Car comment résister à cette écriture misanthrope, au cœur de laquelle Audiard mettait en exergue toutes les hypocrisies de ses contemporains ? Véritable jeu de massacre, Comment réussir quand on est con et pleurnichard prend la forme d’une apologie de la faiblesse, de la ringardise et de la médiocrité en général : on pense au personnage de Jane Birkin, qui adore les nuls, et qui balance à Jean Carmet « Tu m’as loupée comme un chef ! » au sortir de leur nuit d’amour, ou encore au spectacle de strip-tease poétique « Top à Charles Baudelaire », critique déguisée des dérives de la télévision de l’époque.

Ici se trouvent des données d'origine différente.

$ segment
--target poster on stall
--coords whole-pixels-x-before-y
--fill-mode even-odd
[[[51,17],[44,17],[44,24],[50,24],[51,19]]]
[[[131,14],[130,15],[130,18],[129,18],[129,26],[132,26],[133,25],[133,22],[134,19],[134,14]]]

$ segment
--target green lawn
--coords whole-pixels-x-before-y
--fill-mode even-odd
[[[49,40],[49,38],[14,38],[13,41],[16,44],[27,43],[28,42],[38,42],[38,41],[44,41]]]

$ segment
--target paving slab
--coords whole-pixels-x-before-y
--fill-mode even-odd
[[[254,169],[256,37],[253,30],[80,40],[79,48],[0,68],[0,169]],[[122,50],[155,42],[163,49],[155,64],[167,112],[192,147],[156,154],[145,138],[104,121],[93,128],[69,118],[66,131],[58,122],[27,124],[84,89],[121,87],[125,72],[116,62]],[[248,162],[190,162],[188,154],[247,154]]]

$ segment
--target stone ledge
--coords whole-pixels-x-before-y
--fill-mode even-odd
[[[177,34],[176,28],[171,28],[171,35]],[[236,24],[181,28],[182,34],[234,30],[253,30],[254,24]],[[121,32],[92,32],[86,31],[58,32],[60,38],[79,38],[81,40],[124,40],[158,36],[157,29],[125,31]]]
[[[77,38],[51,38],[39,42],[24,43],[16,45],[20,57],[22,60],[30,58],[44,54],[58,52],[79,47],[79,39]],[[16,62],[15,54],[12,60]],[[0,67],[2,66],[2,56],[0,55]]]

Et que dire de ce casting quatre étoiles ? Si le film est littéralement porté par la prestation haute en couleurs de Jean Carmet, ce dernier est secondé par de véritables pointures des années 70, telles que Jean-Pierre Marielle, Jean Rochefort, Stéphane Audran ou, dans des rôles plus secondaires, Jane Birkin et Daniel Prévost… Un régal pour les amateurs !
Bref, si Comment réussir quand on est con et pleurnichard perd des points dans le cœur du spectateur à cause d’une intrigue un peu construite à la « va comme je te pousse », il en récupère néanmoins avec ses dialogues géniaux et le jeu décomplexé d’une série d’acteurs en grande forme. Si bien qu’au final, on ne peut s’empêcher de ressentir une vraie tendresse pour ce film, qui nous réserve encore, plus de quarante ans après sa sortie dans les salles, quelques gros et francs éclats de rire…
Le Blu-ray
[4/5]
Après une sortie en DVD courant 2018, au sein de la collection « Gaumont – Découverte DVD », Gaumont a donc eu l’excellente idée de ressortir Comment réussir quand on est con et pleurnichard dans une édition Blu-ray de toute beauté. Le master Haute Définition restauré est d’une belle stabilité, la définition est impeccable et les couleurs sont éclatantes, et le tout affiche un grain argentique scrupuleusement préservé. Côté son, le film de Michel Audiard est proposé en DTS-HD Master Audio 2.0 tout à fait clair, et même assez limpide. Rien à redire donc niveau technique, d’autant que l’on adore vraiment le film…
Du côté des suppléments, on trouvera tout d’abord un entretien avec Jean-Marie Poiré, scénariste du film (21 minutes). Le réalisateur des Visiteurs, qui a troqué son look jean/casquette pour une dégaine de dandy cool à moustache, y reviendra sur son parcours, ainsi que pour son mépris initial pour le cinéma. Il évoquera également sa rencontre avec Michel Audiard, et affirmera avec le plus grand sérieux du monde que ce dernier désirait faire des films « branchés » et qu’il l’avait aidé à se renouveler. Concernant Comment réussir quand on est con et pleurnichard, il reviendra rapidement sur le casting : Jean Carmet, Jean-Pierre Marielle, Jean Rochefort, Jane Birkin. Enfin, on terminera le tour des suppléments avec le court-métrage La Marche (1951, 16 minutes), écrit et réalisé par Michel Audiard, qui nous dressera une histoire absurde de la marche à pied.